I went to Penelope's town house near the river, where we had met. So many quickening memories. It looked ghostly, black-veined creeper over the brick wall and no sign of life within and no coffee cup by the foot scraper. In the little walkway, by the railings, were the invalids and their nurses. Nurses in starched uniforms standing rigid, behind the wheelchairs. It was the invalids that unsettled me most. The spleen in their expressions was quite shocking and quite pitiless. It was like a sickroom there, although we were out of doors. Somehow, the sight of them recalled those sad, studious, forgotten misfits in some of Rembrandt's haunted interiors. Their eyes frightened me most. Eyes onto which pennies would soon be pressed. Their lives, their youth, even their wealth, was already dead to them, and I thought, I am alive, you are alive, and remembered in detail the night of our simmer, your throwing me against the wall in an urgency, as if you intended to smash my bones.
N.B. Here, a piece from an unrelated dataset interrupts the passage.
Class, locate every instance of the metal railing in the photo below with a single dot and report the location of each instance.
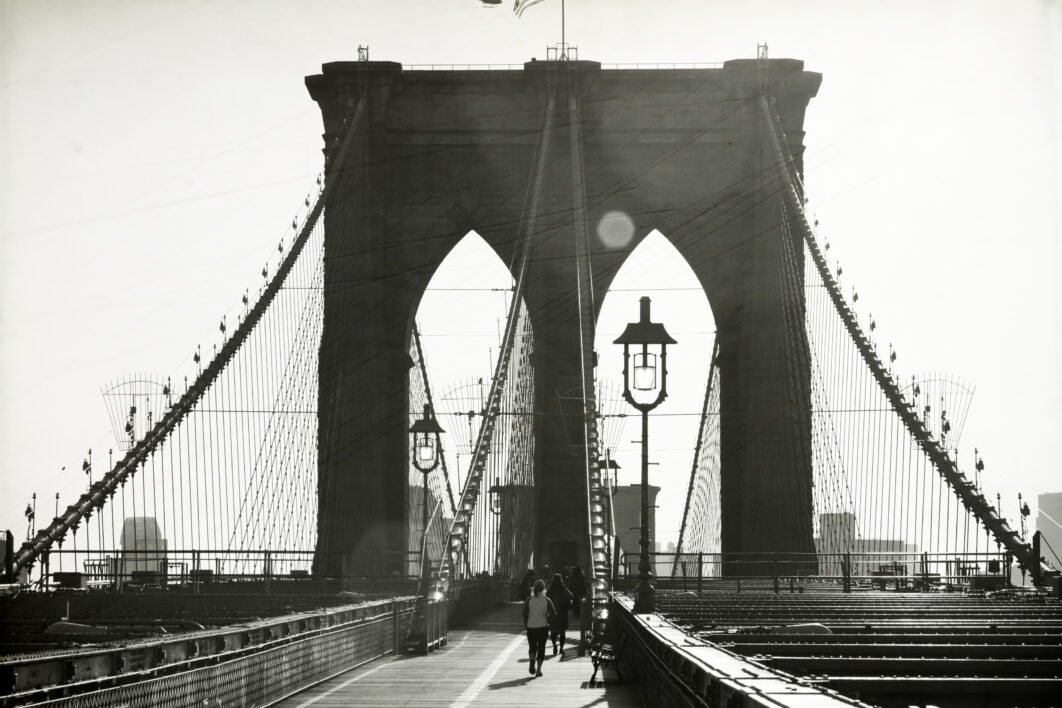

Mercedes cleans the room. She is from Colombia. We have got into the habit of chatting. Frequently she cries; her tears are torrents. Some months ago her man failed to come home, he who had shared her bed for over a year. Only next day at work did she learn why. He had had a massive heart attack while holding the car door open for his boss and had died in an ambulance on the way to the hospital. Neither the boss nor any of the people in the apartment building knew of the man's relationship with her, because of their not being married. It was discovered by a note in his pocket, on which was written her name and address. His funeral, which she had to arrange, was a bleak affair— only a lawyer, herself, and one wreath. Chrysanthemums, she thinks, with eucalyptus leaves. His wife, from Jamaica, is strenuously making her claims. First it was his satin waistcoat, then his watch, then his engraved cuff links, and then the one valuable water-color that he possessed. She dreads that his wife will come and occupy the apartment. She has had to bring her brother from Colombia to stay indoors all day and keep guard. He plays the guitar and eats incessantly. Every day she says the same prayer, asks God to help her to bear it, and embraces me as if I had some influence in that quarter. She says he was the kindest man that ever lived, washed her feet, pared her corns, indulged her. She also says that if I can get a photograph of you or a sample of your handwriting, she can have a friend do a voodoo spell. It involves the blood of cockerels, but she assures me that it is not sinister.